When I was 15, my mother wrote me this.
You’re approaching adulthood. Neither boys nor girls automatically know how to behave. Manners will get you through. That’s what social manners are for.
The other night a young woman sharing a table with me burped loudly. She didn’t say excuse me or look around as if someone might have heard. A while later, she burped again. Again without any comment. A few more times she burped and not once did it look as if “excuse me” even crossed her mind.
I found myself annoyed. You should say “excuse me,” I thought. Did she not know any better or did she consciously make a point not to act ladylike? She had a buzz cut and cap. She wore a sweatshirt.
How would I have reacted if she had been a he? I would’ve thought him rude, but I also would’ve found him typical.
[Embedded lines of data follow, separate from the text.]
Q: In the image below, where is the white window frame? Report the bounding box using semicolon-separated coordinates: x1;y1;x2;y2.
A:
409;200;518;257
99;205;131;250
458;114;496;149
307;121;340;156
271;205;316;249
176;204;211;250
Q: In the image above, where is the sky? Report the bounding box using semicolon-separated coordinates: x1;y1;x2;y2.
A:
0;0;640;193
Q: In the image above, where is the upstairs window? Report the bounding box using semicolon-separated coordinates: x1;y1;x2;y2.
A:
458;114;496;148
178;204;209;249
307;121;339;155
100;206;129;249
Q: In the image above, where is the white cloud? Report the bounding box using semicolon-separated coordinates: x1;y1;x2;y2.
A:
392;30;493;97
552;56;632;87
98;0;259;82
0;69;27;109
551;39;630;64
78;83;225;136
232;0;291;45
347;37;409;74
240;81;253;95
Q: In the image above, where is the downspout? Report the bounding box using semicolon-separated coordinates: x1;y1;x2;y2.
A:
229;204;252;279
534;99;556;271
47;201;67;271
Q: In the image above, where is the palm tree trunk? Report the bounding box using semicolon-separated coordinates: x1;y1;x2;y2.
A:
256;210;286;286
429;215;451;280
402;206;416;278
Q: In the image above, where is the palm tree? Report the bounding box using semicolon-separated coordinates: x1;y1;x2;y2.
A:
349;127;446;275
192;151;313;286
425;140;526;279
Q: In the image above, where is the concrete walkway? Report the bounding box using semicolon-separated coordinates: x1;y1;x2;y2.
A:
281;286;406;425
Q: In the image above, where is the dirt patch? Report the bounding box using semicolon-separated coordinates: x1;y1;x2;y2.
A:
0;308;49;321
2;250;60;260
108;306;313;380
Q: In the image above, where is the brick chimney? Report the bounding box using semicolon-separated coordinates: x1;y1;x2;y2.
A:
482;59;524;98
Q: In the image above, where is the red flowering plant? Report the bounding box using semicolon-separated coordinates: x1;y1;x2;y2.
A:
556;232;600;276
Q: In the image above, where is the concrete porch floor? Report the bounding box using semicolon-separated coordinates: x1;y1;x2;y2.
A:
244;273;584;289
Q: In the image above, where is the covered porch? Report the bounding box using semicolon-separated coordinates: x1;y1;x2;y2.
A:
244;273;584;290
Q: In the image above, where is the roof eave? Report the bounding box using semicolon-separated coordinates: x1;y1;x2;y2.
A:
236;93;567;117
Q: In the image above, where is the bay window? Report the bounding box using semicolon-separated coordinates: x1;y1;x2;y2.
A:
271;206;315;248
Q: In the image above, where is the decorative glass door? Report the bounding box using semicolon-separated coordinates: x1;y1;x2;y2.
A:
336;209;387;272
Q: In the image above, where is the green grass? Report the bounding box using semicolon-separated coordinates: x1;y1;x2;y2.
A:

Ugh. Guys. But for some reason, I expect a girl to know better.
This strikes me as sexist. Low expectations of men and high expectations of women. And I suspect I am old-fashioned. Men should take their hats off inside, no one should slouch, and flip-flops are not for work. And if you burp, say excuse me.
But I wonder what my notions about the way things should be say about my writing. How do biases, pre-conceived ideas, prejudices, and attitudes about girls who burp in public shape your writing? How do you write believable, worthwhile characters if you’re stuck on the way you want people to be?
Or, in a different direction–watching this aspiring writer across from me burp and not say anything made me wonder how polite a write ought to be. Must a woman writer always act like a lady? Is it even ladylike to write?
I say “excuse me” when I burp, but I’m not sure I’m a lady…
4 thoughts on “Mind Your Manners”
Well, you’re not alone in this kind of thinking. You can turn it to advantage, in making a hero or heroine of someone who’s rude or unpleasant (or for that matter, making a villain ultra-proper and fastidious).
As for how polite a writer should or shouldn’t be, I’m afraid I sort of laughed (rude of me!). I kept thinking about your observing these rude folks and then coming back here to tell us about them. Actually, I’m laughing again right now at the irony. 🙂
(And don’t freak out — it’s not just you; pretty much any of us who blog about everyday life is going to cross that line.)
I don’t find burping or belching per se rude (burp/belch contests with one’s pre-teen nephews and nieces can be hilarious fun). But I get VERY peeved with people so oblivious to others’ comfort, and so self-unaware, that they just croak away (so to speak) in public. Ditto teeth-picking and so on. I’m convinced that’s why the best barstools come with swivel seats.
Yeah, it is rude to talk about people. I felt rude even being bothered by the young woman at all, and that I was proving how prim, proper, and uptight my grandmother helped raise me to be. (I’ve been accused of that often enough!) And while I think, like my grandmother, that things like burping are normal, I can’t shake the feeling that one is supposed to be polite about it. And such things were never exactly funny in my grandmother’s house. And I still can’t find it really funny, though I know that kids do and I try to have a sense of humor about it because that is the normal and okay thing to do.
Mostly I wondered why it bothered me enough to even think about it.
I don’t think your expectations of the girl were too high, but I do think maybe they were too low for a boy. Why would you not expect a young man to have manners? My kids – both of them – even say “excuse me” in their sleep if they … well, you know. 😉 It’s okay to have reasonable expectations of men and women. Why would you think that’s old fashioned? Your mom was right about that one, manners are what get you through, they are “social lubricant.” And people will respect YOU more when you have them. 🙂
Everyone fits probably at least one stereotype – that’s why there ARE stereotypes. If I were inventing characters, I’d give them one, and then contrast it with something opposite to that. Like, a woman who forgets to say excuse me when she belches, but obsesses about having to use cloth napkins instead of paper ones.
Oh, I expect everyone to have manners equally. My son has manners. I would just say that I can tell I react differently when a girl disappoints me than when a boy does. Unfortunately, boys and young men are so often depicted in commercials and movies as boorish oafs, that it is easy to not be surprised when they have bad manners. You know, men are often excused for sitting on the sofa in stained clothes and belching, and women are often depicted as shrews for wanting their men to act like gentlemen.
Part of the stereotypes seem to be about the way men and women behave. I think society has different expectations for men and women, and most of that I find irritating, but that doesn’t mean I don’t sometimes fall victim to it myself. I just try to catch myself and question why.